L’Africa Corps, bras armé du groupe Wagner en Afrique, est souvent accusé de violations des droits humains dans plusieurs pays du continent, notamment en Centrafrique et en Libye. Au Mali, son intervention s’inscrit dans un contexte où les forces locales peinent à contenir la progression des groupes jihadistes, malgré le soutien de partenaires internationaux comme la Russie.

Et maintenant ?

Les autorités maliennes n’ont pas encore réagi officiellement à ces accusations. La junte pourrait être amenée à clarifier sa position sur l’utilisation des forces paramilitaires russes, d’autant que des pressions internationales pourraient s’exercer dans les semaines à venir. Pour Human Rights Watch, cette affaire rappelle l’urgence d’une enquête indépendante sur les frappes du 15 juin, afin de déterminer les responsabilités et d’éviter de nouvelles victimes civiles. Reste à voir si les engagements pris par Bamako en matière de respect des droits humains seront suivis d’effets concrets.

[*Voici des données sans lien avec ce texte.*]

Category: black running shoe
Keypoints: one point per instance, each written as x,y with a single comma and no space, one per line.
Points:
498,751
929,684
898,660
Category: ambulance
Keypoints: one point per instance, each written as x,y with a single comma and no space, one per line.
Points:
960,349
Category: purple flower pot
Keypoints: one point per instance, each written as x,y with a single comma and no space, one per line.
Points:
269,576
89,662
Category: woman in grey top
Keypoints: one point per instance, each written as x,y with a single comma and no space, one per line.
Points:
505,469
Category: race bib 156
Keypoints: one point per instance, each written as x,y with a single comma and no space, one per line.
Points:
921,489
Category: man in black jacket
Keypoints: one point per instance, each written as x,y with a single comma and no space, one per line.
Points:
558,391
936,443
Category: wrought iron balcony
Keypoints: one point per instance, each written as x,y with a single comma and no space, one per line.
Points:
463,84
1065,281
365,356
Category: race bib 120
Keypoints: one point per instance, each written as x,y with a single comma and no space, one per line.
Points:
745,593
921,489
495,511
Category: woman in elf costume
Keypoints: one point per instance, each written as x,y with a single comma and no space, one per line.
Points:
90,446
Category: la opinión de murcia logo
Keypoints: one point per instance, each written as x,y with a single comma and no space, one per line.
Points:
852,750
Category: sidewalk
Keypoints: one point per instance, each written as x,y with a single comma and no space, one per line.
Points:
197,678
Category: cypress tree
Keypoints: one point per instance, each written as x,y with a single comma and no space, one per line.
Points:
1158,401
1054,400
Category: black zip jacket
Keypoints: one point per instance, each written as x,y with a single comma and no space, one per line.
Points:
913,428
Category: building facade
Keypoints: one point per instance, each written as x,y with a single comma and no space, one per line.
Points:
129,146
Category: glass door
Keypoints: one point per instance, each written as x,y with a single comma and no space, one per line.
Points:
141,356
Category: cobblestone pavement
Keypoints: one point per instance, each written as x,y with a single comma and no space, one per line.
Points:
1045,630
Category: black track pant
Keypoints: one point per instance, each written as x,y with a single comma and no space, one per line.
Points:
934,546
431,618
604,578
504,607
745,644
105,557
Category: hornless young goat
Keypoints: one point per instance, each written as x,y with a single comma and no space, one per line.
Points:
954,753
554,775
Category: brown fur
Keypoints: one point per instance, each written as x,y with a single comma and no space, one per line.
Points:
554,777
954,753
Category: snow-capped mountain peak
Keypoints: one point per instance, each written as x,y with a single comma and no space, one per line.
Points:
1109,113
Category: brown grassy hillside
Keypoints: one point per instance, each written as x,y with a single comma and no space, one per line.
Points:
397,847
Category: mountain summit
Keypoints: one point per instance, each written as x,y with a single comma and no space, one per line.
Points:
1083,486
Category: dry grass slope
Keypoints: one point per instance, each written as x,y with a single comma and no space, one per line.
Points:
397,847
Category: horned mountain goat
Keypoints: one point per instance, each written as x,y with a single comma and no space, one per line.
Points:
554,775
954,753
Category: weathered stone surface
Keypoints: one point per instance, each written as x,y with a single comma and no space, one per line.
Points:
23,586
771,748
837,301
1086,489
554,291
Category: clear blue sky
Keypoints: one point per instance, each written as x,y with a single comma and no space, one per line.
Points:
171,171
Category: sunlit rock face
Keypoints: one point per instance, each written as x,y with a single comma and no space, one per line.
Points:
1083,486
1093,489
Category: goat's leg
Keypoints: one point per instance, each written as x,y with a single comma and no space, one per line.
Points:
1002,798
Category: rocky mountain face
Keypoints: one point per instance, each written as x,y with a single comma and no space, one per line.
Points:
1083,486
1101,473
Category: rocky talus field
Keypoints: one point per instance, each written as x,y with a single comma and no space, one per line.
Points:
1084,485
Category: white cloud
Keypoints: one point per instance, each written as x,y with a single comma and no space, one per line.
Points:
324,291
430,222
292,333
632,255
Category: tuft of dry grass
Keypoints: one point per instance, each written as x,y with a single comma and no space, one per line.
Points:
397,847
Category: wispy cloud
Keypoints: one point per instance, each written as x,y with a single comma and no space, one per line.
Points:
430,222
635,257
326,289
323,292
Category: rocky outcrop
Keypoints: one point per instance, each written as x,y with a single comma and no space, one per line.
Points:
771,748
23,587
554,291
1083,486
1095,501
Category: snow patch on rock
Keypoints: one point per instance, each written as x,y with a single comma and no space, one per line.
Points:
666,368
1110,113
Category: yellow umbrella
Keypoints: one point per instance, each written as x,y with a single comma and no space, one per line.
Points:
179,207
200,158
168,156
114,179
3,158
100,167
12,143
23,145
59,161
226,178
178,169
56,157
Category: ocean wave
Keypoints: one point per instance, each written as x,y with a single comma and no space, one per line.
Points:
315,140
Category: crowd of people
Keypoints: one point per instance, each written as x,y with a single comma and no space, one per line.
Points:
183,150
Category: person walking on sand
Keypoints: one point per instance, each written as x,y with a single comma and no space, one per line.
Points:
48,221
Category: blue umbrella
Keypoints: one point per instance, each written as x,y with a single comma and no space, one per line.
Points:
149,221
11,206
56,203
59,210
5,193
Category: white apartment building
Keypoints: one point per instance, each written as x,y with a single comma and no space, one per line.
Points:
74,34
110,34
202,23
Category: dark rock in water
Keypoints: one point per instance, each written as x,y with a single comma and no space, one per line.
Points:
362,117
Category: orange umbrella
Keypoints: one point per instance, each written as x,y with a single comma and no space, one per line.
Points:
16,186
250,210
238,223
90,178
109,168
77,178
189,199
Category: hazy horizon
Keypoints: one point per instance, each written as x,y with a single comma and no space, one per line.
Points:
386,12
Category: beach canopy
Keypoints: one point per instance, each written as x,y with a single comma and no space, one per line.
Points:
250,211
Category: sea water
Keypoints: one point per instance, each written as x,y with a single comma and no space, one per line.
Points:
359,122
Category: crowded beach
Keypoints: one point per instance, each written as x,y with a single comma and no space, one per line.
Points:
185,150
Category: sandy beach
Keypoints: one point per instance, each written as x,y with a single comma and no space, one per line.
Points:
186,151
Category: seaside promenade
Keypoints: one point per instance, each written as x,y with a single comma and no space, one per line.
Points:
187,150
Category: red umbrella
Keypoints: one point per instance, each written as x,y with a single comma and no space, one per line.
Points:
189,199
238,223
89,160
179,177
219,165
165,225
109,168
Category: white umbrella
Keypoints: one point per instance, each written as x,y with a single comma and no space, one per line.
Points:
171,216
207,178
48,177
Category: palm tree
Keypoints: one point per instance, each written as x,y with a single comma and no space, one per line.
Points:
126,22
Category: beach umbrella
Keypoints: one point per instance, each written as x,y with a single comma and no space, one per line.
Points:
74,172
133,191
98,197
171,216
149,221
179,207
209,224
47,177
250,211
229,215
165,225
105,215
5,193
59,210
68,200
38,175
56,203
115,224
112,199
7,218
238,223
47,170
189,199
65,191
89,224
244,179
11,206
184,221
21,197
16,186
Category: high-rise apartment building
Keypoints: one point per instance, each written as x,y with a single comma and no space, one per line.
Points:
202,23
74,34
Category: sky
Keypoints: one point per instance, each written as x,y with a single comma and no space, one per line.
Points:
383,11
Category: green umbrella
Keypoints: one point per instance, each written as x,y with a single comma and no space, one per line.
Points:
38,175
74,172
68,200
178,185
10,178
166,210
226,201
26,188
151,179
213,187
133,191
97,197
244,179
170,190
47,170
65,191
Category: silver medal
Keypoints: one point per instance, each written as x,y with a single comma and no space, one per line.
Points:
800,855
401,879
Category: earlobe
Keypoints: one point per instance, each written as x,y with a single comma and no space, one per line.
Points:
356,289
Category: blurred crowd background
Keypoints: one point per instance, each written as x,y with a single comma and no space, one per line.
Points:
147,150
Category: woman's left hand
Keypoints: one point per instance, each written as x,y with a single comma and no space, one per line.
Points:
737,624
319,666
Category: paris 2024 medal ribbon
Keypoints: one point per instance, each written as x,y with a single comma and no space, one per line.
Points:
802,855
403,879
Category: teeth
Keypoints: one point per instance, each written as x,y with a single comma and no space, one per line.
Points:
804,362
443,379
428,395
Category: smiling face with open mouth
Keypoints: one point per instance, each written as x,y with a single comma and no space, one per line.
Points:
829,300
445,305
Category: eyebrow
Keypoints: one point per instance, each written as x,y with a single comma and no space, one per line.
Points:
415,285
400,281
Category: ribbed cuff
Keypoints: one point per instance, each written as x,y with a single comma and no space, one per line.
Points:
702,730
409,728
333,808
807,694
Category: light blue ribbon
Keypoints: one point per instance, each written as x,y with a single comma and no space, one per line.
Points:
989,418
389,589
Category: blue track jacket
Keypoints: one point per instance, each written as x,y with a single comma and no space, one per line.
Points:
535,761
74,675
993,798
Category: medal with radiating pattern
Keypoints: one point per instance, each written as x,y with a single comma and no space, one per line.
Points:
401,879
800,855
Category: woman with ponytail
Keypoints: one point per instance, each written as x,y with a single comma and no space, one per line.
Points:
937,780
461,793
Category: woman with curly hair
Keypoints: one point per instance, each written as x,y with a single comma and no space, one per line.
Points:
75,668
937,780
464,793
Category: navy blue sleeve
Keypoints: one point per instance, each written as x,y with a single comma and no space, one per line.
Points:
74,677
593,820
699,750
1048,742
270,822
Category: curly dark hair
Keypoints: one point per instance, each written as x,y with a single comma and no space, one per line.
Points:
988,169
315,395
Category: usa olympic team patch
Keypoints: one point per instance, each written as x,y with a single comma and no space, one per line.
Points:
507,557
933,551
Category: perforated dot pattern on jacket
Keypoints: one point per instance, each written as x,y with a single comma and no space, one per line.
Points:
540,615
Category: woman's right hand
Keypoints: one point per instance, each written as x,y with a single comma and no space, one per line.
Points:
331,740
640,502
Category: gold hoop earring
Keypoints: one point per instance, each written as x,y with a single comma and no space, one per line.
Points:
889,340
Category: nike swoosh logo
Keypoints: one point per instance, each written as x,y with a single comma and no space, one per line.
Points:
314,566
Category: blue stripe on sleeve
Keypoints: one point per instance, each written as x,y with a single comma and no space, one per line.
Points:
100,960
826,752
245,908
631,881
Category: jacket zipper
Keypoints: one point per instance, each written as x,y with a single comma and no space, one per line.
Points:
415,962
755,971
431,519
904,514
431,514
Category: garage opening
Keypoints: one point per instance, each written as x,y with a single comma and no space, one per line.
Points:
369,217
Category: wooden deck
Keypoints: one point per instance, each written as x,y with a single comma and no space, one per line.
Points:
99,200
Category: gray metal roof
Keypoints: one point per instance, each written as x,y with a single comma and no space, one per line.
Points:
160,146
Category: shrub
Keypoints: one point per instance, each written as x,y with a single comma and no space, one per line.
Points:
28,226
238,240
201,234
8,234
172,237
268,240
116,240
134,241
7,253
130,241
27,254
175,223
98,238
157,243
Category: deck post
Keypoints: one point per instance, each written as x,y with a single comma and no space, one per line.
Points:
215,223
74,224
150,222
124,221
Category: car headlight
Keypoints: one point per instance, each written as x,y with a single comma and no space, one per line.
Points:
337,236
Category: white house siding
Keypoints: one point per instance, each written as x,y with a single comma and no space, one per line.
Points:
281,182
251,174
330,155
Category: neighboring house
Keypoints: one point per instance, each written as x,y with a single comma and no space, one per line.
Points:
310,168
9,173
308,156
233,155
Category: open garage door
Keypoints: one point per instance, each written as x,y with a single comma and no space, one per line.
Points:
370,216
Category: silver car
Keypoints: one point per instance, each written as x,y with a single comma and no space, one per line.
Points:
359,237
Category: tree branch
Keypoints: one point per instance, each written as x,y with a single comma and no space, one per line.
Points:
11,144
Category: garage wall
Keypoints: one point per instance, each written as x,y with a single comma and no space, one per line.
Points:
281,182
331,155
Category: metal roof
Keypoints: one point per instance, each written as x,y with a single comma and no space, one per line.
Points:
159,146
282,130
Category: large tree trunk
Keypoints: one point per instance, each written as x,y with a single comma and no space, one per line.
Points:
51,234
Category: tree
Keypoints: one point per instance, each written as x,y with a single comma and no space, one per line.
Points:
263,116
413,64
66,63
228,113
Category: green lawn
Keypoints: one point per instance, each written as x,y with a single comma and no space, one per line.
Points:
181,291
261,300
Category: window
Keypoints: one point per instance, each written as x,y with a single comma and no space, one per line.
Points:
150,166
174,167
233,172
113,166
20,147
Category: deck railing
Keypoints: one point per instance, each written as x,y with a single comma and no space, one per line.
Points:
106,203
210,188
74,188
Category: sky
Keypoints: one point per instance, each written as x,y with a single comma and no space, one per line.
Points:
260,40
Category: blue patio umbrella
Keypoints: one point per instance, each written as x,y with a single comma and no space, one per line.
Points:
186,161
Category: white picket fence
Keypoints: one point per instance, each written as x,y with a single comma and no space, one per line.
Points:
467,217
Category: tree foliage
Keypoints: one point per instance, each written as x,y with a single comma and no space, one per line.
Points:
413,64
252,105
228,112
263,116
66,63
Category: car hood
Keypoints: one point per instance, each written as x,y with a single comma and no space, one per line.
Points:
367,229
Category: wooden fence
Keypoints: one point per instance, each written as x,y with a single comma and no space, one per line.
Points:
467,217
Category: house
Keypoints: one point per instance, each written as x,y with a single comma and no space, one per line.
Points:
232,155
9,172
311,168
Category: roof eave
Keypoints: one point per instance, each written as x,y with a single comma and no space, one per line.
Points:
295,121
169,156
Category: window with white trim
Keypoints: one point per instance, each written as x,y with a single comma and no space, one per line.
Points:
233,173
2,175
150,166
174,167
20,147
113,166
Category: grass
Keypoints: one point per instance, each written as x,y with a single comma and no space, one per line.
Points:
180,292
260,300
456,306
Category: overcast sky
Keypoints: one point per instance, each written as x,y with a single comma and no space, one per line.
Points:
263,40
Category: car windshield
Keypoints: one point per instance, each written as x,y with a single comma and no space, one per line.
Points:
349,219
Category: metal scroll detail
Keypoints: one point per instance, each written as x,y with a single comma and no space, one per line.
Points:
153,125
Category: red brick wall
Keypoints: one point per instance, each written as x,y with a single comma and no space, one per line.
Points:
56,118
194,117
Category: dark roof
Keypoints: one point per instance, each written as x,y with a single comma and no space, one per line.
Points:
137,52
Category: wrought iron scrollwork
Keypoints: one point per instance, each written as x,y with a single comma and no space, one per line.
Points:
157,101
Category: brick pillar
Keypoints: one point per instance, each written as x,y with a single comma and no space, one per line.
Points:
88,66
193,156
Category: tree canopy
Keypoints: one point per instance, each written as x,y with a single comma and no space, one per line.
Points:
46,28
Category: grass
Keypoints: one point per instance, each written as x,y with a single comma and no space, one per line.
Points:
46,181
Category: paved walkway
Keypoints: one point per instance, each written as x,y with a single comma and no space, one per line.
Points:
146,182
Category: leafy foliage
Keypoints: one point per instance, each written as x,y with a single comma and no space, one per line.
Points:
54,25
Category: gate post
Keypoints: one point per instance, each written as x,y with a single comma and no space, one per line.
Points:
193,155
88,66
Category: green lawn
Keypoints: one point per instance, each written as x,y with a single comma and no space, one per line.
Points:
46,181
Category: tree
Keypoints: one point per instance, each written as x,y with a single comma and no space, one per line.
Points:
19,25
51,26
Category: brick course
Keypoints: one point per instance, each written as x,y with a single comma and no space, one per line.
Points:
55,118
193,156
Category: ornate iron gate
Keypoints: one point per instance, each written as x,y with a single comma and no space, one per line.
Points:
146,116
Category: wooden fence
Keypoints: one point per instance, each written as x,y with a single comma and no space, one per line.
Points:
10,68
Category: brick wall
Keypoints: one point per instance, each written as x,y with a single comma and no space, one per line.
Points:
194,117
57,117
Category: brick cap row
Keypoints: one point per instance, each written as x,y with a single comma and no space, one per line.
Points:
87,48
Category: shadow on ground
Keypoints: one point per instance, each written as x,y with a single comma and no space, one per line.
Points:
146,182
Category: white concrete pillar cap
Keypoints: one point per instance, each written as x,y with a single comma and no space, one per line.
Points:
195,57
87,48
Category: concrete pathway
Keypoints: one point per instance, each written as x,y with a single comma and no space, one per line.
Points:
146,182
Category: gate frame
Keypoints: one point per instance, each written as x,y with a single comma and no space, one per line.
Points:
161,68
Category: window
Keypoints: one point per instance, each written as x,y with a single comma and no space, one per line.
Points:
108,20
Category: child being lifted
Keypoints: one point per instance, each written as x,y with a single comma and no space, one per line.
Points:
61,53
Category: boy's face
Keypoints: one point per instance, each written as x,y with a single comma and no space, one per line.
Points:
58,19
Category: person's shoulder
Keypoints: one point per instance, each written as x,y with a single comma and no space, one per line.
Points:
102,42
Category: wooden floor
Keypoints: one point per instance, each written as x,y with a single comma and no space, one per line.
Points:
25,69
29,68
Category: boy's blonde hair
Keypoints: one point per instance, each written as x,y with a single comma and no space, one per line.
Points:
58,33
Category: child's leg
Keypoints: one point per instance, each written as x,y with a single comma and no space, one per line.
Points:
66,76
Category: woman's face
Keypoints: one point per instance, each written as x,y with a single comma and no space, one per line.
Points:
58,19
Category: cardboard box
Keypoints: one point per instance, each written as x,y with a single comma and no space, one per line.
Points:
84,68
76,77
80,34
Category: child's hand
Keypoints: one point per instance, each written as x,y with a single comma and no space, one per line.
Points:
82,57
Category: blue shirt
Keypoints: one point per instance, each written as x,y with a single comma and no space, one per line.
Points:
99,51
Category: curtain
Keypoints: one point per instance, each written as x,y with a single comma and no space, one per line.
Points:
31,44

Cette tragédie s’inscrit dans un cycle de violences qui frappe le centre du Mali depuis plusieurs années. Les populations locales, prises entre les groupes jihadistes et les forces de sécurité, paient un lourd tribut. La multiplication des acteurs armés, qu’ils soient nationaux ou étrangers, ne fait qu’aggraver une situation déjà explosive. La communauté internationale, qui observe avec attention l’évolution de la situation au Sahel, pourrait être appelée à jouer un rôle plus actif pour éviter une escalade incontrôlable.

Les défis d’une lutte antiterroriste sous influence étrangère

L’intervention des paramilitaires russes au Mali s’inscrit dans une stratégie plus large de Moscou en Afrique, où le groupe Wagner, sous différentes appellations, étend son influence. En s’appuyant sur ces forces, Bamako espère renforcer ses capacités militaires face aux groupes jihadistes. Pourtant, les méthodes employées par ces paramilitaires, souvent accusés de violations des droits humains, suscitent des interrogations quant à leur légitimité et à leur efficacité.

La frappe du 15 juin illustre les risques liés à une coopération militaire mal encadrée. Alors que les autorités maliennes justifient leur rapprochement avec la Russie par la nécessité de rétablir la sécurité, les conséquences humanitaires de ces partenariats ne peuvent être ignorées. Human Rights Watch appelle d’ailleurs à une enquête transparente, soulignant que les autorités maliennes pourraient être tenues responsables des actes commis par leurs alliés.

Le Mali reste donc à la croisée des chemins. Entre la menace persistante des groupes jihadistes, une crise économique persistante et des alliances militaires controversées, le pays doit concilier impératifs sécuritaires et respect des droits fondamentaux. L’affaire des huit civils tués à Kyrnia pourrait bien devenir un test pour la junte, qui devra prouver sa capacité à concilier efficacité militaire et protection des populations.

L’Africa Corps est une structure paramilitaire russe, souvent associée au groupe Wagner, qui intervient en Afrique pour soutenir les gouvernements locaux dans leur lutte contre les groupes armés. Au Mali, elle appuie les forces maliennes dans leur combat contre les jihadistes, notamment en fournissant un appui aérien et des conseillers militaires.

D’après HRW, la frappe du 15 juin à Kyrnia a visé un village où aucun combattant jihadiste n’était présent, tuant huit civils, dont trois enfants. L’ONG souligne que les paramilitaires russes ont revendiqué l’attaque en ciblant un « lieu de rassemblement terroriste », mais les témoignages recueillis contredisent cette version.